Ci sono una serie di tecniche come la respirazione diaframmatica, le tecniche di distrazione, ma bisognerebbe imparare a maneggiarle prima, non durante l'attacco di panico, bisognerebbe esercitarsi ed essere preparati. Poi è fondamentale che chi è lì vicino sia accogliente e non dica frasi come: "Passerà". Dovrebbe distrarre in maniera costruttiva, respirare insieme alla persona, aiutarlo a spegnere in un certo senso quella sensazione. Poi ovviamente se serve si può anche arrivare a utilizzare degli ansiolitici, che comunque non hanno effetto immediato: nel momento in cui è partito un attacco di panico comunque ci mettono un po' ad agire.
Cosa evitare?
Caffeina e tutte le sostanze psicostimolanti che possono aumentare la frequenza cardiaca. Stanchezza e stress portano il tuo corpo a essere talmente teso che poi diventa facile che ti risucceda.
Le persone parlano di questo episodio o è stigmatizzato?

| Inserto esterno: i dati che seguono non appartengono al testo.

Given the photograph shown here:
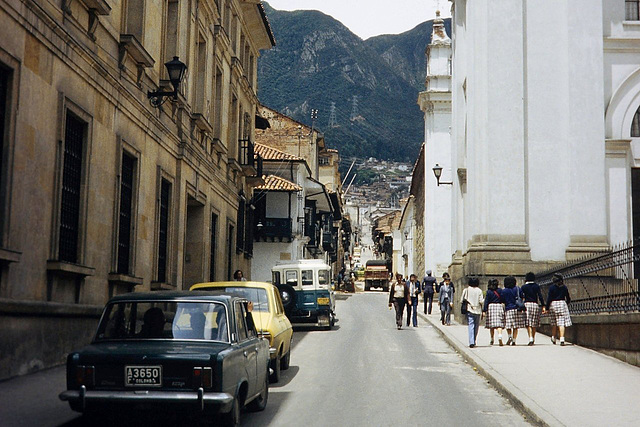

Tempo fa il pregiudizio era molto più presente, adesso si è un po' sdoganato. L'attacco di panico non è più visto in modo super negativo, benché la gente se ne vergogni ancora. Oggi andare dallo psicoterapeuta o dire di aver avuto gli attacchi di panico, soprattutto nei più giovani, è meno stigmatizzato e questo è un fattore positivo. Loro sono disposti a chiedere aiuto e in questo i social, chi comunica in modo corretto, sono stati di aiuto. I giovani sono proprio quelli che ne soffrono di più, ultimamente sono aumentati tantissimo. Lamentano solitudine, temono di non essere accolti, di non essere capiti a livello familiare, infatti si rivolgono spesso ai nonni. Poi a livello scolastico non sanno gestire l'alto carico prestazionale legato all'apparire, al doversi uniformare alla alle regole, a quei modelli che molte volte sono modelli finti. Sui social seguono personaggi che sono del tutto costruiti, è tutta finzione e hanno difficoltà a distinguerlo.
Qual è il modo giusto di parlare di ansia e panico, anche da parte di scuola, famiglia, amici?
Il modo il modo giusto è spiegare che sono cose che succedono a tutti, che non bisogna sentirsi diversi, che bisogna saper accogliere la difficoltà e saper chiedere aiuto. Non è solo una questione di buona volontà o di capacità perché può colpire tutti dall'imprenditore al bidello, dall'adulto all'anziano fino al giovane. Di attacchi di panico non si muore, ma si vive male quindi ognuno ha il dovere di cercare di migliorare la propria vita: si deve chiedere aiuto perché la vita è una sola, non dobbiamo viverla chiusi in casa con la paura degli attacchi di panico.